You leave your village for some days, and when you come back … tz … My neighbour – you remember the guy in the wheelchair ? – is hospitalised and already operated, they removed some stones out of his body. And not one, but two, houses burnt down while I was away, within some hours & within sight from the bureau of mago Inc. : Things always happen while one is not there.
While I was in Hassia and busily doing mago-things I visited the parochial church – and promptly found this :
Those adventurous Hassians went to Australia, namely to Ballarat and Bendigo – what reminded me of dearest Princess : Darling, maybe I spent some days in the village your ancestors came from ?
The “events” mentioned in the text above are the Napoleonic wars and their aftermath. The village was since the high middle-ages in the possession of the Malteserritter, the knights of Malta (Ger., Eng.) – yep, those with the falcon.
In 1810 the Prussian state decided that it had enough from the Protestant branch of the knights, the Johanniterorden, and disbanded the group, selling their possessions to fill up the coffer, because our good friend Napoleon demanded reparations.

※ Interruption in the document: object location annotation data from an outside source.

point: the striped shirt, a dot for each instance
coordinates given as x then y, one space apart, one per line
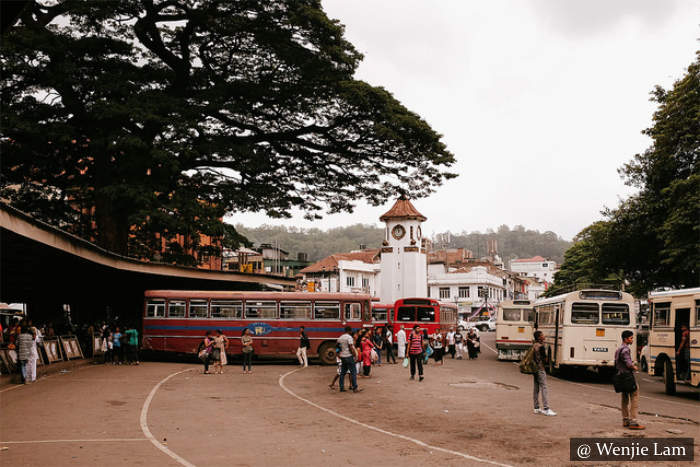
415 344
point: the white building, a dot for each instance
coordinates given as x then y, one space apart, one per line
357 271
537 267
403 256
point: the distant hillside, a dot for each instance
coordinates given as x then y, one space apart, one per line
317 244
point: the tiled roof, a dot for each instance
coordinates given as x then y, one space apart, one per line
402 209
330 263
534 259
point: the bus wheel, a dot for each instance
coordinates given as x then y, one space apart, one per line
326 353
668 378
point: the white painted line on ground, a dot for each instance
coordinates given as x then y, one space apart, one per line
144 422
374 428
610 390
96 440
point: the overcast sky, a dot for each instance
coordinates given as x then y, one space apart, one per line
540 101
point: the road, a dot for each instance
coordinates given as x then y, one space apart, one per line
464 413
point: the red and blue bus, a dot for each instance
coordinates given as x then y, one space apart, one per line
175 320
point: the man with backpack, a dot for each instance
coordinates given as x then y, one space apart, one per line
539 359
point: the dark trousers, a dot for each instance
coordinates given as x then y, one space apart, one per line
390 353
416 358
247 360
347 365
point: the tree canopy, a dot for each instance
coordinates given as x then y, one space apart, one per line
132 120
652 239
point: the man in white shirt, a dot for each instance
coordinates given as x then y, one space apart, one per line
450 338
401 343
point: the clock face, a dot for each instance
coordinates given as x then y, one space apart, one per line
398 232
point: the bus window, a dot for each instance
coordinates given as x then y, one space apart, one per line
176 308
155 308
662 314
584 313
327 310
616 313
295 310
199 308
426 314
511 315
261 310
406 313
232 309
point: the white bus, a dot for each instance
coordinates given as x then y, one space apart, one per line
514 326
671 310
584 328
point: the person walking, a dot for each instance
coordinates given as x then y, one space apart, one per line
450 341
625 369
415 352
247 347
389 344
205 350
220 345
304 345
347 354
401 343
540 377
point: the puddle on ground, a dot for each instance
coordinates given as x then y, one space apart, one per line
484 384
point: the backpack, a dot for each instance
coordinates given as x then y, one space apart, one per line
527 364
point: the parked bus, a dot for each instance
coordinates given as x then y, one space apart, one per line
584 328
426 312
670 311
176 320
514 326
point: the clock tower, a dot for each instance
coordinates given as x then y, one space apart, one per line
404 262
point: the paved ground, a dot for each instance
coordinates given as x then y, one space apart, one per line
464 413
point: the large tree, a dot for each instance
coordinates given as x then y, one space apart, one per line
133 118
652 239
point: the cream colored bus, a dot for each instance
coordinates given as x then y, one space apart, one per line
670 311
514 327
584 328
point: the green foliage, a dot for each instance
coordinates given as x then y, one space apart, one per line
652 239
163 116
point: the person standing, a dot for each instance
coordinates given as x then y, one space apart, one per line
247 347
683 353
304 345
347 355
625 367
389 344
450 340
540 377
415 352
401 343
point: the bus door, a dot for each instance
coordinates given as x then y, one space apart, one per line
682 318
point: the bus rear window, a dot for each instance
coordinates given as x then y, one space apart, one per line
662 314
261 310
614 313
426 314
155 308
511 315
584 313
406 313
230 309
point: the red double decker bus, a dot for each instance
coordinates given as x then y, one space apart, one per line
176 320
427 313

Land & anything that belonged to it, the whole structure, was sold to a well-financed businessman from Frankfurt/Main. He treated the whole thing as investment and – of course rightfully – did not prolong the lease contracts : The knights had leased out the land to farmers, in part for some pretty long time (basically since the 13th century), and all of a sudden this came to an end, not totally abrupt, but in the course of some years. Add some bad harvests, the political and social development of the early 19th century in rural areas – so it’s no wonder that the number of the village’s inhabitants halved from the beginning (circa 2000 souls) to the middle of the century. The church of the knights became a cowshed.
So – yippieahjeah – if there’s gold to be found in California or Australia, why not pick it up ? It can only get better, can’t it ?
The Protestant order of St. John’s hospital was re-organised in the 1850s, and shortly before the church, and what was left, was sold to be torn down, the duke of Hassia intervened, bought the ruins and presented it to the order. The knights accepted the gift and did what they could do best, re-model the old farmhouse into a hospital, which was running until the 1970s. Today there’s a kind of conference centre.